11. BÖLÜM

88 2 0
                                    

Rafet ve Tarık yılların hasretiyle sarmaş dolaş olmuşlardı. Rafet, Tarık'ın İzmir'den tanıdığı çok sevdiği arkadaşlarındandı. Tarık uzun zaman üzerine arkadaşını İstanbul'da gördüğüne çok şaşırmıştı.
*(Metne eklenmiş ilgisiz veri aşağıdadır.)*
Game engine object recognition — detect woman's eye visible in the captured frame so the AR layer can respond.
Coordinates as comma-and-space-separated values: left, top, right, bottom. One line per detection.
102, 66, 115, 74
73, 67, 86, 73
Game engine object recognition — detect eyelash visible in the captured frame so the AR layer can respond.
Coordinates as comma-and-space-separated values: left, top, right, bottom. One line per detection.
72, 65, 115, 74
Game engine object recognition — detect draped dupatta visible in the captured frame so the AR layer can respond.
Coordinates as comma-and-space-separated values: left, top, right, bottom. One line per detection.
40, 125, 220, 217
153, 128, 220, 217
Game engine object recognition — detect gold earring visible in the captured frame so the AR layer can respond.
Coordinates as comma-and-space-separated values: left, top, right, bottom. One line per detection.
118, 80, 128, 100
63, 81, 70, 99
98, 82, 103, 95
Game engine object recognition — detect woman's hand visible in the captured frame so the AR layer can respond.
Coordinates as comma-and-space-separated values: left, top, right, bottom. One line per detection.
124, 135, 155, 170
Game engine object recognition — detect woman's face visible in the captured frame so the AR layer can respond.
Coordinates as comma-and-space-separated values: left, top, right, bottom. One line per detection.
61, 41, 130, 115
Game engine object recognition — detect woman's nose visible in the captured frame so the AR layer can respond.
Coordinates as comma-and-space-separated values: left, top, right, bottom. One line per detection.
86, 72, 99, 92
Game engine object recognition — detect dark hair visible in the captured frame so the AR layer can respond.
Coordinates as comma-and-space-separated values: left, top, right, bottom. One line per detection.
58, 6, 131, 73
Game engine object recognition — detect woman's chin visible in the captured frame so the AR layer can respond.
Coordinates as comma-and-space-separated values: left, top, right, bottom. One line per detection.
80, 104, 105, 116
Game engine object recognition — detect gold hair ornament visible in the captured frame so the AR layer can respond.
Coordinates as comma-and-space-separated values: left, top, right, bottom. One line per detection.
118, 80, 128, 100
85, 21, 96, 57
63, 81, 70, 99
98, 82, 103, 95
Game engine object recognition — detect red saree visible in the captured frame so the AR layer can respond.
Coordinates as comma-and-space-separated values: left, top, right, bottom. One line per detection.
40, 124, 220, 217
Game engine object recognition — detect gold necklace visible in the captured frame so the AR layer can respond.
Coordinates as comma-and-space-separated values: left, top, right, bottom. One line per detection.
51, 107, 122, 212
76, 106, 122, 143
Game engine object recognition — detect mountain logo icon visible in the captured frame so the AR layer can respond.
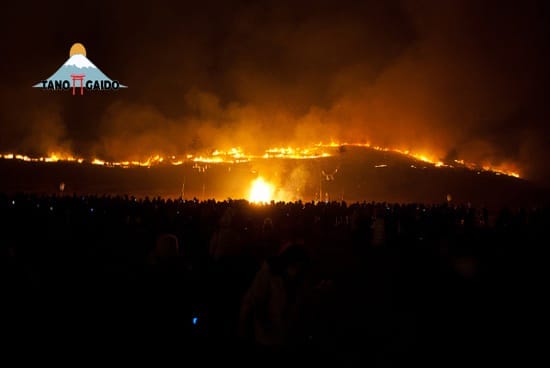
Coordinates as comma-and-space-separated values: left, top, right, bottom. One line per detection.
33, 43, 127, 96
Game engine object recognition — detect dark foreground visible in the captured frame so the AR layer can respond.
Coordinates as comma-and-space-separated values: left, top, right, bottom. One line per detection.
0, 195, 550, 360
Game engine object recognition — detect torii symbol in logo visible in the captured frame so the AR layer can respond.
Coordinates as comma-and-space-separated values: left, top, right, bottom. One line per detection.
33, 43, 127, 96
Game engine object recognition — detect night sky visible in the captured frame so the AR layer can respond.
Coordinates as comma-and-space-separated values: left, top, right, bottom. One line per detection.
0, 0, 550, 184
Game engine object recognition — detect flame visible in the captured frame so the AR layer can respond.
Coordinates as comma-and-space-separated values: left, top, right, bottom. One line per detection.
248, 177, 275, 203
0, 140, 520, 178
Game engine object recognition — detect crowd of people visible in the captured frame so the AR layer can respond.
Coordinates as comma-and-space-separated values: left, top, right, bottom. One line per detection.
0, 194, 550, 362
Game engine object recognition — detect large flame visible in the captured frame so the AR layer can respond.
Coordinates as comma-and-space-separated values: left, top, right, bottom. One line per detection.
0, 142, 520, 178
248, 177, 275, 203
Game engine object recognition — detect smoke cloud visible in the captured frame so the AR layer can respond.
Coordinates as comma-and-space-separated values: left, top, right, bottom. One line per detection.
0, 0, 550, 182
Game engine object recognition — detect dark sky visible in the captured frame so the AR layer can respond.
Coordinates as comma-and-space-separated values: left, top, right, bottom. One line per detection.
0, 0, 550, 183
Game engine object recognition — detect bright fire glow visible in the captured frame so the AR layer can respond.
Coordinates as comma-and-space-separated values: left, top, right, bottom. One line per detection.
248, 177, 275, 203
0, 141, 520, 178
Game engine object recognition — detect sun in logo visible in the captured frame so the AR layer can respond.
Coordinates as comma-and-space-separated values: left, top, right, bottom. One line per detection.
69, 42, 86, 56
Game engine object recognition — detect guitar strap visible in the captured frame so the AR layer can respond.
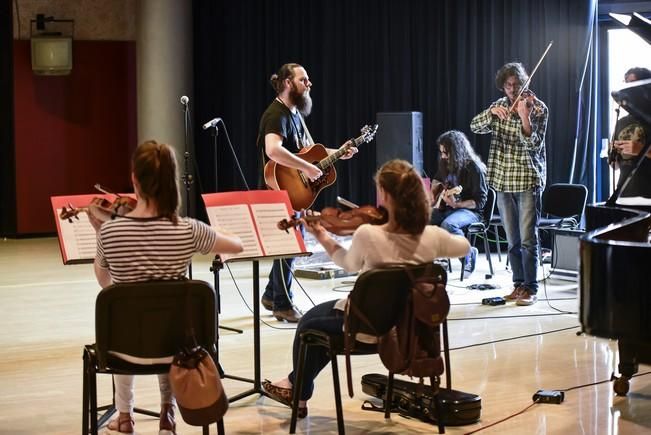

"Hayırdır senin ne işin var burada? İşlerinin yoğunluğundan bahsedip duruyordun." dedi.

Rafet de Tarık'ı gördüğüne çok mutlu olmuş. "Ya sorma Tarık, eskiden beri tanıdığım, abim yerine koyduğum çok iyi bir insan, uzun zamandır kanserle mücadele ediyordu. Duydum ki ölüm döşeğindeymiş. İşleri bir tarafa attım, geldim." diye cevap verdi hüzünle.

Tarık için de zor bir durumdu. Ona ödevi için araştırma yaptığı konuyu da anlatamazdı. Fakat Rafet'in teklifiyle adeta rahatladı.

"Benimle gelir misin Tarık? Hem çok iyi bir insan tanımış olursun hem sonrasında da biraz dertleşiriz."

"Olur."

"Hadi gidelim." diyerek yola koyuldular. Kendilerinden biraz konuştuktan sonra Rafet ölüm döşeğine düşen Hasan Dayı'dan bahsetmeye başladı.

"Bambaşka bir insan... Her zaman, nerede yardıma ihtiyacı olan biri var onun yanında. Bildim bileli insanlara iyilik etmek için yaşar. Çok değerli bir kişilik, çok değerli... Ecel işte. Son bir aydır yoğun bakımdaydı. Fenalaşmış, parmağını bile kıpırdatamıyormuş artık."

Hasan Dayı'dan bahsederek hastaneye varmışlardı. Odasına girdiklerinde doktor akrabalarına "Maalesef artık umut yok." diyordu. Hemşireler de o sırada üzerine bağlı aletleri çıkarıyordu. Böyle ortamlar üzüyordu insanı. Yatakta güzel yüzlü yetmiş yaşların da bir adam yatıyordu. Elini sımsıkı tutup okşayan oğlu, Rafet'in söylediklerini teyit etti. "Parmağını bile kıpırdatamıyor artık. Kanser, her yerine yayıldı." dedi.

Oda da hüzünlü bir hava esiyordu ki birden hastanın yarı baygın gözleri açılıverdi. Sonra bir sıçrayışla oturdu. Birileri 'Mucize midir, nedir?' dedi. Herkes dualar okuyordu. Adamcağızın ağzından şu sözler döküldü:

"Niye zahmet ettin ya Resulullah! Ben gelirdim. Niye zahmet ettin?"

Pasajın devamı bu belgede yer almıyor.